WTF! Der Zündfunk-Netzkongress 2017 im Münchner Volkstheater

Im Jahr 2017 ist Donald Trump in seine neue Immobile gezogen: das Weiße Haus in Washington. Die AFD stand zwischenzeitlich auf über 20 Prozent und Geert Wilders fast schon als Wahlsieger in Holland fest. Einkommensunterschiede in der Gesellschaft wachsen, die Zahl der prekär Beschäftigten steigt, Erdogan wedelt im Wahlkampf mit Nazi-Keulen.
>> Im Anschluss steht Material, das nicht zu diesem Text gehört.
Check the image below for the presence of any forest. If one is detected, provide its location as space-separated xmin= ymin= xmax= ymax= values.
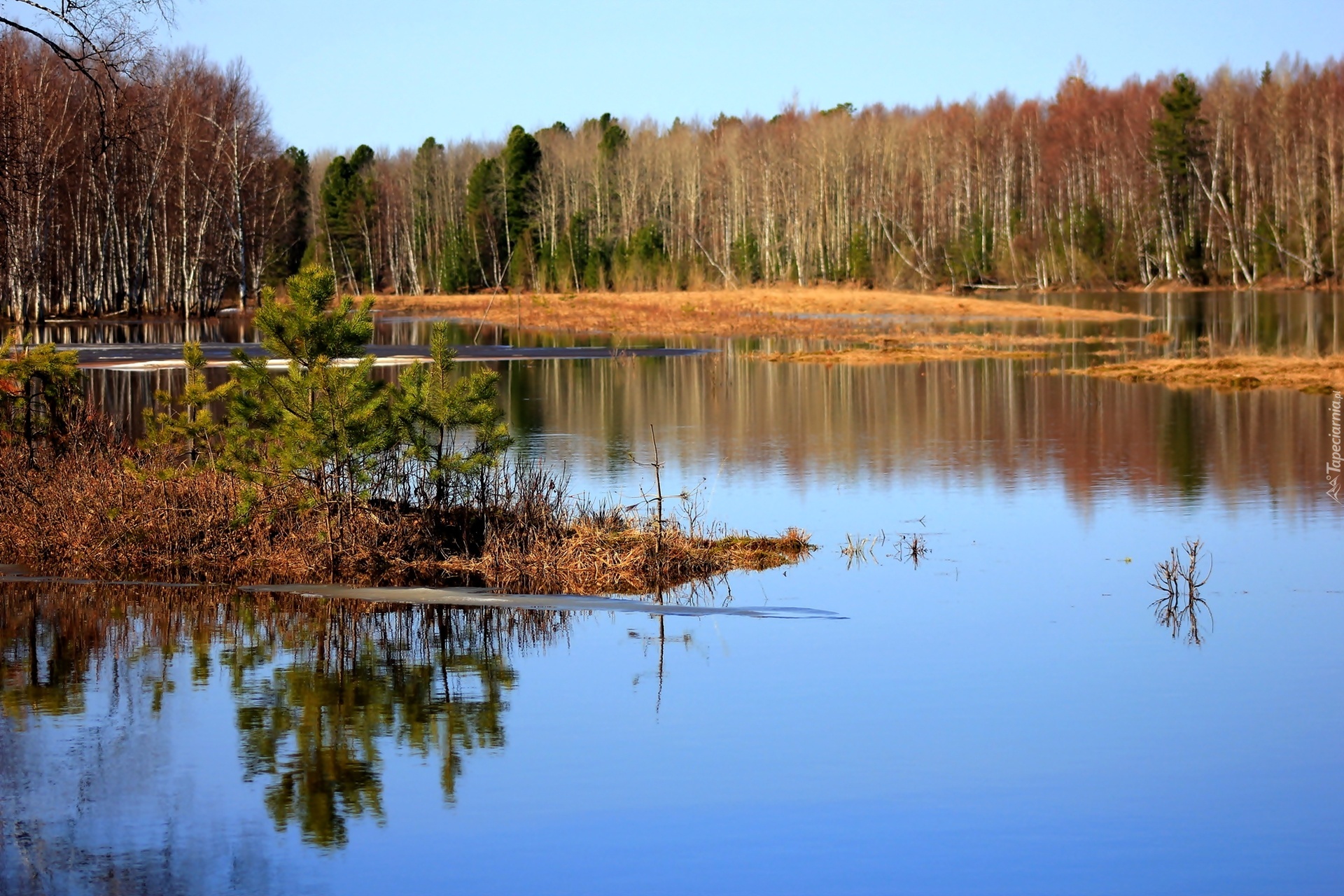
xmin=0 ymin=29 xmax=1344 ymax=321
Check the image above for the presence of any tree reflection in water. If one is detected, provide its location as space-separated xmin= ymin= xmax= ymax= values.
xmin=228 ymin=605 xmax=526 ymax=848
xmin=0 ymin=583 xmax=567 ymax=860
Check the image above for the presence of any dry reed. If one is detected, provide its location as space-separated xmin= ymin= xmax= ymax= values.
xmin=0 ymin=440 xmax=812 ymax=594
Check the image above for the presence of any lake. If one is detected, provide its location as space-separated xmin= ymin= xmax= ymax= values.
xmin=0 ymin=294 xmax=1344 ymax=895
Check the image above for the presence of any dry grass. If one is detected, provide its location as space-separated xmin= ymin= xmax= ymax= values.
xmin=0 ymin=444 xmax=812 ymax=594
xmin=442 ymin=526 xmax=815 ymax=594
xmin=755 ymin=344 xmax=1044 ymax=367
xmin=378 ymin=286 xmax=1141 ymax=339
xmin=1067 ymin=355 xmax=1344 ymax=393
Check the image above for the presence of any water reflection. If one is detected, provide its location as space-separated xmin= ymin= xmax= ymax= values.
xmin=232 ymin=607 xmax=516 ymax=848
xmin=503 ymin=354 xmax=1329 ymax=507
xmin=0 ymin=583 xmax=568 ymax=870
xmin=1149 ymin=539 xmax=1212 ymax=646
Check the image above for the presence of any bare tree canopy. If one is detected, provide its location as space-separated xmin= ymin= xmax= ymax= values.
xmin=0 ymin=0 xmax=175 ymax=83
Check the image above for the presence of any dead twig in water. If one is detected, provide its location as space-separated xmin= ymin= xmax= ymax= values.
xmin=1148 ymin=539 xmax=1214 ymax=646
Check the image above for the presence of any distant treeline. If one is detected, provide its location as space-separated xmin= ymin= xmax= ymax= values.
xmin=0 ymin=29 xmax=297 ymax=320
xmin=0 ymin=26 xmax=1344 ymax=317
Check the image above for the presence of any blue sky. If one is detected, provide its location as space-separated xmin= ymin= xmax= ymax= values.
xmin=161 ymin=0 xmax=1344 ymax=149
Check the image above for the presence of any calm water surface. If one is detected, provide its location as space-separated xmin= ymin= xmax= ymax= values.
xmin=0 ymin=297 xmax=1344 ymax=893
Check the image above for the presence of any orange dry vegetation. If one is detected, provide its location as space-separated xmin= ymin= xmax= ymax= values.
xmin=1068 ymin=355 xmax=1344 ymax=392
xmin=757 ymin=342 xmax=1044 ymax=367
xmin=378 ymin=286 xmax=1141 ymax=339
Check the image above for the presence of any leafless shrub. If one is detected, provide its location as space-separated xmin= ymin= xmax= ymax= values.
xmin=1149 ymin=539 xmax=1212 ymax=645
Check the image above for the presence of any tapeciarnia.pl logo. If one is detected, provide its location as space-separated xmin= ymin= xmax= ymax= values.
xmin=1325 ymin=392 xmax=1344 ymax=504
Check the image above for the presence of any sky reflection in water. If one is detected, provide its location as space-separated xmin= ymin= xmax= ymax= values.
xmin=0 ymin=304 xmax=1344 ymax=893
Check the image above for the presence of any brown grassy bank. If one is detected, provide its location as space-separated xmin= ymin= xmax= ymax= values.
xmin=755 ymin=342 xmax=1044 ymax=367
xmin=1067 ymin=355 xmax=1344 ymax=393
xmin=377 ymin=286 xmax=1141 ymax=339
xmin=0 ymin=446 xmax=813 ymax=594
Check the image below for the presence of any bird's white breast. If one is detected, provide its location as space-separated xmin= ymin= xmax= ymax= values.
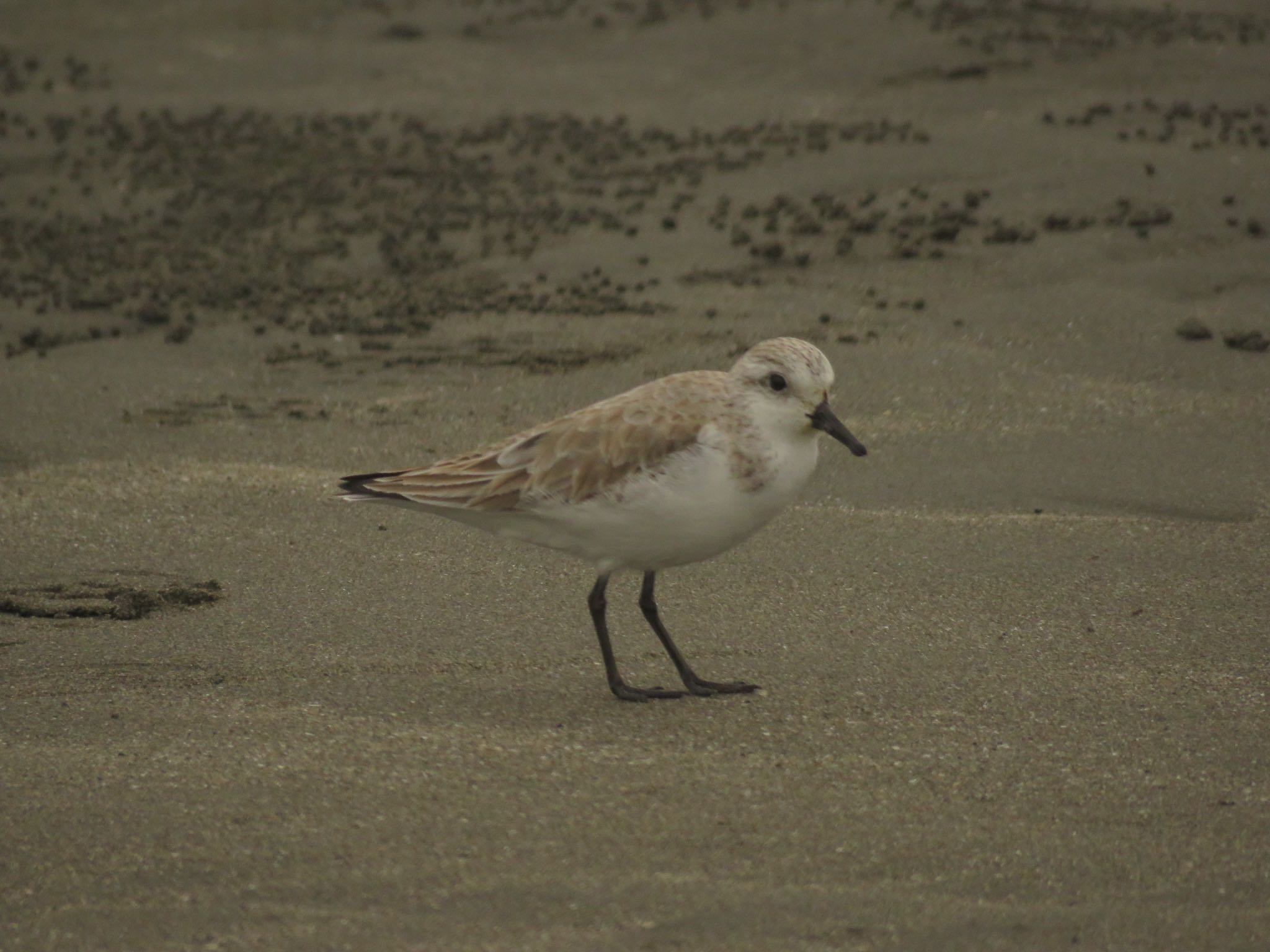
xmin=518 ymin=425 xmax=817 ymax=571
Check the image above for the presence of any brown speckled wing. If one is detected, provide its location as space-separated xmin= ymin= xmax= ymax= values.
xmin=360 ymin=371 xmax=730 ymax=511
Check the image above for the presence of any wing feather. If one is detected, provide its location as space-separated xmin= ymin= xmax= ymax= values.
xmin=350 ymin=371 xmax=728 ymax=511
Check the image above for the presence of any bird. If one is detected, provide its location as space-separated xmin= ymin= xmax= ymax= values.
xmin=339 ymin=338 xmax=868 ymax=700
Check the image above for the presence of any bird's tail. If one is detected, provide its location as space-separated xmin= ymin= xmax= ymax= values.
xmin=339 ymin=470 xmax=405 ymax=503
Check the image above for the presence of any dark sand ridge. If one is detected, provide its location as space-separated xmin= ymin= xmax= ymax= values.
xmin=0 ymin=0 xmax=1270 ymax=951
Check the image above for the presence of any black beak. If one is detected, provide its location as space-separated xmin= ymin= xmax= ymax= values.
xmin=806 ymin=400 xmax=869 ymax=456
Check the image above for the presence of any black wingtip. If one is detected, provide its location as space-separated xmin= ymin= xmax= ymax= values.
xmin=339 ymin=470 xmax=405 ymax=499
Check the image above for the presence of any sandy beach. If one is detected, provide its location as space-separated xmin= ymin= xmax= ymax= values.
xmin=0 ymin=0 xmax=1270 ymax=952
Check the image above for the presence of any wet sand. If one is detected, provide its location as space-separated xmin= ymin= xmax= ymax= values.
xmin=0 ymin=0 xmax=1270 ymax=952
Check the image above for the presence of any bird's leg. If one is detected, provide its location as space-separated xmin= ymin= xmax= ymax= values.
xmin=639 ymin=571 xmax=758 ymax=697
xmin=587 ymin=575 xmax=683 ymax=700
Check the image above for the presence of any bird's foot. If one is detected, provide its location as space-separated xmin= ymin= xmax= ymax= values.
xmin=683 ymin=674 xmax=758 ymax=697
xmin=608 ymin=682 xmax=687 ymax=700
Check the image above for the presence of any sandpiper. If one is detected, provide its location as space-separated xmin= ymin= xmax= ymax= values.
xmin=340 ymin=338 xmax=865 ymax=700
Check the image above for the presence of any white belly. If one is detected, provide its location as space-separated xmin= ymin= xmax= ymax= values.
xmin=505 ymin=438 xmax=817 ymax=573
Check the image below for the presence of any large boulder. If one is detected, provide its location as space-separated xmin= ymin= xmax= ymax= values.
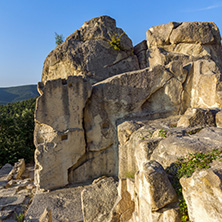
xmin=135 ymin=161 xmax=180 ymax=222
xmin=150 ymin=127 xmax=222 ymax=168
xmin=34 ymin=76 xmax=91 ymax=189
xmin=180 ymin=161 xmax=222 ymax=222
xmin=42 ymin=16 xmax=139 ymax=83
xmin=177 ymin=108 xmax=216 ymax=127
xmin=25 ymin=186 xmax=85 ymax=222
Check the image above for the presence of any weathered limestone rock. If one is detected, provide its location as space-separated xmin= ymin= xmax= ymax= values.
xmin=25 ymin=186 xmax=84 ymax=222
xmin=150 ymin=127 xmax=222 ymax=168
xmin=190 ymin=60 xmax=222 ymax=108
xmin=39 ymin=209 xmax=52 ymax=222
xmin=7 ymin=159 xmax=25 ymax=180
xmin=84 ymin=66 xmax=180 ymax=151
xmin=134 ymin=40 xmax=147 ymax=69
xmin=135 ymin=161 xmax=180 ymax=222
xmin=0 ymin=162 xmax=35 ymax=222
xmin=42 ymin=16 xmax=139 ymax=83
xmin=68 ymin=146 xmax=118 ymax=183
xmin=177 ymin=108 xmax=215 ymax=127
xmin=117 ymin=116 xmax=182 ymax=178
xmin=216 ymin=111 xmax=222 ymax=128
xmin=34 ymin=76 xmax=91 ymax=189
xmin=180 ymin=162 xmax=222 ymax=222
xmin=111 ymin=178 xmax=135 ymax=222
xmin=0 ymin=163 xmax=13 ymax=189
xmin=144 ymin=22 xmax=222 ymax=110
xmin=146 ymin=22 xmax=181 ymax=48
xmin=81 ymin=177 xmax=118 ymax=222
xmin=137 ymin=161 xmax=177 ymax=211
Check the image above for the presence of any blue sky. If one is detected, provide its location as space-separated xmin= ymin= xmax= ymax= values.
xmin=0 ymin=0 xmax=222 ymax=87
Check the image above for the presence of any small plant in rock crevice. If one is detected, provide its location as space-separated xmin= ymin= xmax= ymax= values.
xmin=141 ymin=130 xmax=154 ymax=140
xmin=109 ymin=32 xmax=125 ymax=51
xmin=16 ymin=213 xmax=25 ymax=222
xmin=125 ymin=171 xmax=135 ymax=179
xmin=158 ymin=129 xmax=167 ymax=138
xmin=166 ymin=149 xmax=222 ymax=222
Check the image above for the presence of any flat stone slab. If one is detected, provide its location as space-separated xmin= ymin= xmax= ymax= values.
xmin=25 ymin=186 xmax=85 ymax=222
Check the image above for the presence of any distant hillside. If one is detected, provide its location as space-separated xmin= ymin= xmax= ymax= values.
xmin=0 ymin=85 xmax=39 ymax=105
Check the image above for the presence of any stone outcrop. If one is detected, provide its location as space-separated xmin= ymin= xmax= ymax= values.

Kate Tempest singt „Europe is lost“.

 

WTF – What the Fake!

Lügen beherrschen die politische Rhetorik – und das dreister denn je. Und weil Fake News passgenau in die jeweiligen Filterblasen geschossen werden, sind Lügen eine wirksame neue Cyber-Waffe. Facebook und das Silicon Valley sind nicht zuständig – natürlich nicht. Der Rest ist Lügenpresse.

 

WTF – What the Freedom!

Der fast schon apokalyptische Alarmismus ist einem beherztem ‚Trotzdem‘ gewichen. Menschen stehen wieder auf – für Europa, für Demokratie, für Toleranz, für Vielfalt. Der Journalismus und das Netz erleben eine Renaissance – überall bilden sich Daten-Teams, nehmen Fakten-Checker, Anti-Hater und Verification-Labs die Arbeit auf. Die New York Times hat die höchste Auflage seit Jahren. Und der „Gottkanzler“ bringt die Klassenfrage wieder zurück in die Kampfarena. Göttlich – oder doch teuflisch? – erscheint auch die Annäherung von Science und Fiction: Der Wunsch nach Unsterblichkeit ist wieder Thema, nicht nur in Don DeLillos Roman ‚Zero K‘.

 

„WTF – What the F…!“

…das ist das Motto des diesjährigen ZÜNDFUNK Netzkongresses, wobei das „F“ für alles stehen kann: für Fake, Fiction, Feminismus, Freedom und, ja, auch für den Ausruf der Empörung. Auch im fünften Jahr wird in Zusammenarbeit mit sueddeutsche.de ein ganzer Think Tank voller internationaler Speakerinnen und Speaker in Vorträgen, Panels und Workshops die Gegenwart von Netz und Welt analysieren, die Zukunft vorwegnehmen, Denkanstöße liefern und Vorschläge machen, wie es weitegehen soll – weg vom Backlash, weg vom alten Affen Angst, und hinein in eine Zukunft, in der wir die technischen Möglichkeiten bestmöglich für Mensch und Maschine, für Demokratie und Diversität, für Science und Fiction nutzen können.

,,Einige der klügsten Köpfe, die über das Internet nachdenken, treffen sich hier”, so war vor zwei Jahren über den Netzkongress zu lesen. Also: Schleudert der Welt ein hoffnungsfrohes „WTF“ entgegen. Es ist Zeit, nachzudenken. Es ist Zeit, zu handeln. Es ist Zeit, von den Schatten der Vergangenheit wegzukommen. Denn: früher war alles schlechter!